Doctors to Promote Vaccines to International Travelers
“If you’re planning a summer trip overseas, you may be preoccupied with booking airfare and finding lodging, but certain destinations require an extra step of planning: travel vaccines.”
“You might be tempted to skip the extra doctor’s visit, but don’t. Last year saw a record number of measles cases in Europe, and the highly contagious illness continues to spread across the continent. Yellow fever remains a significant concern in South America, and hepatitis A has doctors everywhere, including in the U.S., on alert.”
“You can protect yourself from all three of these illnesses (and more) if you get your shots in time, says Consumer Reports. Here’s a quick rundown on the travel vaccines recommended by the Centers for Disease Control and Prevention:
- Measles: one of the most contagious of all infectious diseases, is spread through the cough or sneeze of an infected person. Symptoms include rash, high fever, cough, runny nose, and red, watery eyes. In rare cases, the disease can cause brain swelling and can be fatal. Measles outbreaks have become increasingly common in the past couple of years, in the U.S. and in other countries. Europe is of particular concern for travelers.

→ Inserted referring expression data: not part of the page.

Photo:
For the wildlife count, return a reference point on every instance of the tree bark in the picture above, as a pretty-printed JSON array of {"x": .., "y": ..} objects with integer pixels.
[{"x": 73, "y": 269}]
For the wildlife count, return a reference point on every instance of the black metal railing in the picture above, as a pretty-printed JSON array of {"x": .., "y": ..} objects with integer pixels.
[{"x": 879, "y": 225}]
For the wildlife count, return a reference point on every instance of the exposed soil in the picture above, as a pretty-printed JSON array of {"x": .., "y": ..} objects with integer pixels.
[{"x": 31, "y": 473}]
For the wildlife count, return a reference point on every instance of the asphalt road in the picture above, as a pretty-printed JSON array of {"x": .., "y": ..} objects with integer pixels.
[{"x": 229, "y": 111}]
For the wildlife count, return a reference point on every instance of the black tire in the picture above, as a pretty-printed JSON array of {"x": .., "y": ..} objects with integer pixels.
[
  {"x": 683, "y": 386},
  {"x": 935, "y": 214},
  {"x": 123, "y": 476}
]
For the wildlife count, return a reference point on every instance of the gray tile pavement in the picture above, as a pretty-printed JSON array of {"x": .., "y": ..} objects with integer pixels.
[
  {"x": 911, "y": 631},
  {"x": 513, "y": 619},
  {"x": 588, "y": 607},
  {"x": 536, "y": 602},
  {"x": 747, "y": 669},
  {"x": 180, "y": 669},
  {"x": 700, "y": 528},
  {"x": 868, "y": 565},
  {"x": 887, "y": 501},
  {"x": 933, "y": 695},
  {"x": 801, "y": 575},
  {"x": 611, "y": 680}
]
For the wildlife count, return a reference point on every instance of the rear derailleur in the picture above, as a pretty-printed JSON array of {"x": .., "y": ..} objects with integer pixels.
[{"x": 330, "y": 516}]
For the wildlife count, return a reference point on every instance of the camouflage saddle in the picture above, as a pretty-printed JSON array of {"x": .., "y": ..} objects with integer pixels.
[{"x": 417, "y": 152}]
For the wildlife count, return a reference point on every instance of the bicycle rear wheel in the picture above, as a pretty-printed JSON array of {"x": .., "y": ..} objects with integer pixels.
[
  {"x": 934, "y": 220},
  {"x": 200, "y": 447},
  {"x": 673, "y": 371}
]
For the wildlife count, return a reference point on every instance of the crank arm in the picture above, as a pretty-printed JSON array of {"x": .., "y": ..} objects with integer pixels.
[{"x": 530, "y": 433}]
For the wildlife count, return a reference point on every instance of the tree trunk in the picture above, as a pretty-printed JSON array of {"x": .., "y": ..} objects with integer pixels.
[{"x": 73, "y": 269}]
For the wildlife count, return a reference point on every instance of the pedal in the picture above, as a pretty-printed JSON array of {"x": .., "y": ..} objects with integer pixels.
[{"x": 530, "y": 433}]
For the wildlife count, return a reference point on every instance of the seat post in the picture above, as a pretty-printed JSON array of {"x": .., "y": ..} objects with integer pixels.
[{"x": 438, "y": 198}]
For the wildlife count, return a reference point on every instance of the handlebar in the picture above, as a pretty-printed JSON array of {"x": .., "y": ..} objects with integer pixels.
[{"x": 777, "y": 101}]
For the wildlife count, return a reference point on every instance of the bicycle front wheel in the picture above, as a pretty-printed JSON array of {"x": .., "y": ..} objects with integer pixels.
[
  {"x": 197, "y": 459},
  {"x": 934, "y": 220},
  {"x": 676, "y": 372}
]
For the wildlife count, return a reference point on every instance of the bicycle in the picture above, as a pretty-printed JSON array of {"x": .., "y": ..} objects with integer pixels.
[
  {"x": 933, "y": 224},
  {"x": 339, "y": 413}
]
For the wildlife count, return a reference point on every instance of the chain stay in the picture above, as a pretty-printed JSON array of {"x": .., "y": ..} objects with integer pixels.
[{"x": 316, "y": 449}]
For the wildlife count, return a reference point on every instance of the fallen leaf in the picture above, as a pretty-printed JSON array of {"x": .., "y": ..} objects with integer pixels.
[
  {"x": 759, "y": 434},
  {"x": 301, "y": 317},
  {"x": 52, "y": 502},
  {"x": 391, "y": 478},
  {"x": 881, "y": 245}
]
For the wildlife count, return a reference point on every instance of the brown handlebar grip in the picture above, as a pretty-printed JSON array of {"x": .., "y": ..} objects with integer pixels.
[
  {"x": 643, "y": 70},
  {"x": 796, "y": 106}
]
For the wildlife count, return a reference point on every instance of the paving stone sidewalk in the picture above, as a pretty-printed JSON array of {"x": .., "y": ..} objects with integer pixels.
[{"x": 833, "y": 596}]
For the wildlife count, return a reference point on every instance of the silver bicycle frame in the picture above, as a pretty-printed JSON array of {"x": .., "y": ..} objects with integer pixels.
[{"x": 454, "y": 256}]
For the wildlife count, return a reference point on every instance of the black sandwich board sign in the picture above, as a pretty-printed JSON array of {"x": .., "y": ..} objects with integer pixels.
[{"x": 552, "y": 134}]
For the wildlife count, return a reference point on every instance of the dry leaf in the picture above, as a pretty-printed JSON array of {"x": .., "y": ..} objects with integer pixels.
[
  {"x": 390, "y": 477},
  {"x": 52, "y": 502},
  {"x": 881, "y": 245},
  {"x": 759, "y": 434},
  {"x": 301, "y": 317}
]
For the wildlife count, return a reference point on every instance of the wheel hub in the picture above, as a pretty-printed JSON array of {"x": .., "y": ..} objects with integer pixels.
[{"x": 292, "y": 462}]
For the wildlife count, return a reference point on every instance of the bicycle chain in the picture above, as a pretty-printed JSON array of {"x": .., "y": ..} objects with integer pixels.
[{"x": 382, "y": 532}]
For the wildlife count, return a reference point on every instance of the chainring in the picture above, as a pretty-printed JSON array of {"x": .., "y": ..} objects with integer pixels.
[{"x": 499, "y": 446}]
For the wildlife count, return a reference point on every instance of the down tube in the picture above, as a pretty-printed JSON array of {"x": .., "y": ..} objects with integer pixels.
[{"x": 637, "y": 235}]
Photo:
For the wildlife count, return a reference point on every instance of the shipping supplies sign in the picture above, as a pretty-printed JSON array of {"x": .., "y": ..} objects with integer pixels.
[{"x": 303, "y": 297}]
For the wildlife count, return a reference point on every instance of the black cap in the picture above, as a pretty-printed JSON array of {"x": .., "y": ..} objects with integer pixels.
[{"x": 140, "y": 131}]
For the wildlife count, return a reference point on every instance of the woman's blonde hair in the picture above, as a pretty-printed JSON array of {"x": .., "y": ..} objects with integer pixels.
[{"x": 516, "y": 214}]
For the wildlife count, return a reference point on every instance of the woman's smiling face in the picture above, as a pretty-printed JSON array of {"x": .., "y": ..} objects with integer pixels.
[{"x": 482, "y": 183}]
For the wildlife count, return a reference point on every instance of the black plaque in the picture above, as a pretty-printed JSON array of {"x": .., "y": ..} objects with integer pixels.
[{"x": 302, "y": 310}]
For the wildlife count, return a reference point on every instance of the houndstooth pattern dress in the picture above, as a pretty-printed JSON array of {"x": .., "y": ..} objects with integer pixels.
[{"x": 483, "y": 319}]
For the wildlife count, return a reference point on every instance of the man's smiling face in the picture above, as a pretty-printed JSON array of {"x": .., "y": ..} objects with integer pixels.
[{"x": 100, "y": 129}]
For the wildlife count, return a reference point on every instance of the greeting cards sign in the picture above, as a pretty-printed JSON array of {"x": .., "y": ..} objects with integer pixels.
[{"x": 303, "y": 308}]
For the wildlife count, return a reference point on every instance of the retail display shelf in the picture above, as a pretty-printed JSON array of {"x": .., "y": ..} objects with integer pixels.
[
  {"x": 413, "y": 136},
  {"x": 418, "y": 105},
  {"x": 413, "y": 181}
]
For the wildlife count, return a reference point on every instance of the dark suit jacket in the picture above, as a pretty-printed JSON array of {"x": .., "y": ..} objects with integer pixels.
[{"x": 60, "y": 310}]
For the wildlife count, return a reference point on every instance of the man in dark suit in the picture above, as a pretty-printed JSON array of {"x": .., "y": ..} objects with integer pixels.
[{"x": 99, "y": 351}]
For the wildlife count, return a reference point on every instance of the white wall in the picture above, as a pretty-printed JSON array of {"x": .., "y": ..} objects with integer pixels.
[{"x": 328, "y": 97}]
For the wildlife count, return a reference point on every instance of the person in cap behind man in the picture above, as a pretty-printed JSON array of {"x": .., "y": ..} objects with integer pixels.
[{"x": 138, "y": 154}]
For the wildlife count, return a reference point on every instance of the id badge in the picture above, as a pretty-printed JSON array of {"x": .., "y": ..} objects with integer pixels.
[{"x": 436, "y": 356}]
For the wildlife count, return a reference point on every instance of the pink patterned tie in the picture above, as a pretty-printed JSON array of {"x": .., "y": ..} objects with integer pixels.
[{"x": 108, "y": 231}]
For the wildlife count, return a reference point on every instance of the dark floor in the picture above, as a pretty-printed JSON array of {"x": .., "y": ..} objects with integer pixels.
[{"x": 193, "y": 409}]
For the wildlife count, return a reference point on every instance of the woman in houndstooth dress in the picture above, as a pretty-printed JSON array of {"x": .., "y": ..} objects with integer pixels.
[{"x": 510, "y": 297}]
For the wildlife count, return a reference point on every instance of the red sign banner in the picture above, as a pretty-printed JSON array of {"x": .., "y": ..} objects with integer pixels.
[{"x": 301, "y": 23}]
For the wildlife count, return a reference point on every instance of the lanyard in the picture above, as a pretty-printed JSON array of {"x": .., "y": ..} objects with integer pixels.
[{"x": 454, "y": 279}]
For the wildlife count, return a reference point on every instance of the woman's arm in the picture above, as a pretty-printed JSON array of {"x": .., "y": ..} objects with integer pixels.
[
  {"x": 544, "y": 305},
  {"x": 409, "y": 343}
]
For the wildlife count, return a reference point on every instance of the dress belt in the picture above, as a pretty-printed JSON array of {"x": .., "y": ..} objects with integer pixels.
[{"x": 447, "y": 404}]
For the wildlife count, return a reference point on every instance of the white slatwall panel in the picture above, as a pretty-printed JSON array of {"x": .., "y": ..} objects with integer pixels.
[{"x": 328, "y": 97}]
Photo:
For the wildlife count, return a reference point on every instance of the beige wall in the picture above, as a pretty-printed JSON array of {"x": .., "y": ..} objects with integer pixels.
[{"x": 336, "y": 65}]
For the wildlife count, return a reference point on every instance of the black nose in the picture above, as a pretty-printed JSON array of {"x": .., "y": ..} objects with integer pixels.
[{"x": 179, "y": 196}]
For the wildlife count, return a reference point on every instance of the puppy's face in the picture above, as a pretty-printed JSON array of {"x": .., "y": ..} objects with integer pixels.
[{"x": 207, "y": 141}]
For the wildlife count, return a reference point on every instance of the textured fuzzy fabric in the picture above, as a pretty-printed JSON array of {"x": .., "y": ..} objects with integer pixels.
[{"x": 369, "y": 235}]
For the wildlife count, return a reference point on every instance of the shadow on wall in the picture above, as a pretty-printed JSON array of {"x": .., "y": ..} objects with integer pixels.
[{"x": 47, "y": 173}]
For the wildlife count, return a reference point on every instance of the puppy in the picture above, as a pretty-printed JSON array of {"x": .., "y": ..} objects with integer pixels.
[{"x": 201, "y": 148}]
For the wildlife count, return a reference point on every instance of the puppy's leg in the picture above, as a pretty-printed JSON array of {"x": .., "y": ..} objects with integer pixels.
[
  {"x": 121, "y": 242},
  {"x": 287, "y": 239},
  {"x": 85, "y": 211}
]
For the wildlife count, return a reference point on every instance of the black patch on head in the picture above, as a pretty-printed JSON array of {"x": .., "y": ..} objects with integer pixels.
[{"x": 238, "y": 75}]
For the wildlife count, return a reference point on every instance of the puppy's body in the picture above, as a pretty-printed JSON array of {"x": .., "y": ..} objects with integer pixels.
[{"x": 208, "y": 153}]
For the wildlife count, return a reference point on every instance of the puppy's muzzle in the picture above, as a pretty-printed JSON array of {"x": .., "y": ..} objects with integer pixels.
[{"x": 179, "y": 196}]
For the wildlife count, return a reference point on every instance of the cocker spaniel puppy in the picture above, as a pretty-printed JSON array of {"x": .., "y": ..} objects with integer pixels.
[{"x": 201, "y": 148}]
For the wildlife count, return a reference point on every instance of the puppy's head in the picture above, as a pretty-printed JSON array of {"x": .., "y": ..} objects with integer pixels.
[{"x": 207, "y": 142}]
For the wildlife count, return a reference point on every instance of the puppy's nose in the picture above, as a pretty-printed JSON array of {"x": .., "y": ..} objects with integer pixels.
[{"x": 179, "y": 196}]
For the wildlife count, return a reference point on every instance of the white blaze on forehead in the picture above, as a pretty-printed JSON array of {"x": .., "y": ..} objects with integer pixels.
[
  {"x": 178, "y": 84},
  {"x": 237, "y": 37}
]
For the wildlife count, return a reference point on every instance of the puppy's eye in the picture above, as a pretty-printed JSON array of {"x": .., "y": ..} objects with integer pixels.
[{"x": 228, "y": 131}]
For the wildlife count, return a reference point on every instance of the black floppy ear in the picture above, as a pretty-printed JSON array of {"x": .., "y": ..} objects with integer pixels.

- Yellow Fever: is spread by the Aedes aegypti mosquito (the same one that spreads Zika, dengue, and chikungunya). Although the virus was eradicated from much of the world in the mid-1900s, it has re-emerged in recent years in parts of Africa and South America, including, most recently, Brazil. You definitely don’t want to skip this shot. Yellow fever is a serious disease. The CDC estimates that it can be fatal in 15 to 20% of cases.
- Hepatitis A: a virus that causes liver disease. It spreads through contaminated food and through physical contact with an infected person, especially if that person doesn’t wash his or her hands properly after using the bathroom. It’s common among people who travel to developing countries, particularly those who visit rural areas, though it can also be spread in more modern tourist accommodations.
- Hepatitis B: a different but related virus that passes through blood, semen, and other body fluids. It can disappear after just a few weeks or it can linger for a lifetime, potentially causing liver disease and cancer. This virus occurs in nearly every part of the world, but it’s most common in Asia, Africa, South America, and the Caribbean.
- Typhoid: a serious disease caused by the bacteria salmonella typhi and is spread through contaminated food and water. In rare cases, it can be fatal. Typhoid is rare in developed countries like the U.S. but common in most of the rest of the world, especially South Asia.
- Rabies: a disease caused by a virus that spreads through the saliva of infected animals. Prevention of this disease is especially important because once contracted, it’s almost always fatal. In most developed countries, including the U.S., the risk of human infection is low because the virus is rare in domestic animals. But in much of Africa, Asia, and Latin America, rabies in dogs is still a problem.”
“Before any international trip, you should make sure you’re up to date on all of your routine vaccines, not only measles-mumps-rubella (MMR) but also diphtheria-tetanus-pertussis (DTP), varicella (chickenpox), polio, and your yearly flu shot. Being current with your routine vaccines will give you the best protection against these illnesses.”
According to AudienceSCAN, 20.2% of American adults plan to vacation outside of the U.S. within the next 12 months. However, they may not yet know what vaccines they should get before their trip. Most of these travelers get their local news from the TV, newspaper, radio and magazines, and are also receptive to search, email and internet banner ads. They can be shown the importance of keeping up with their shots on these channels.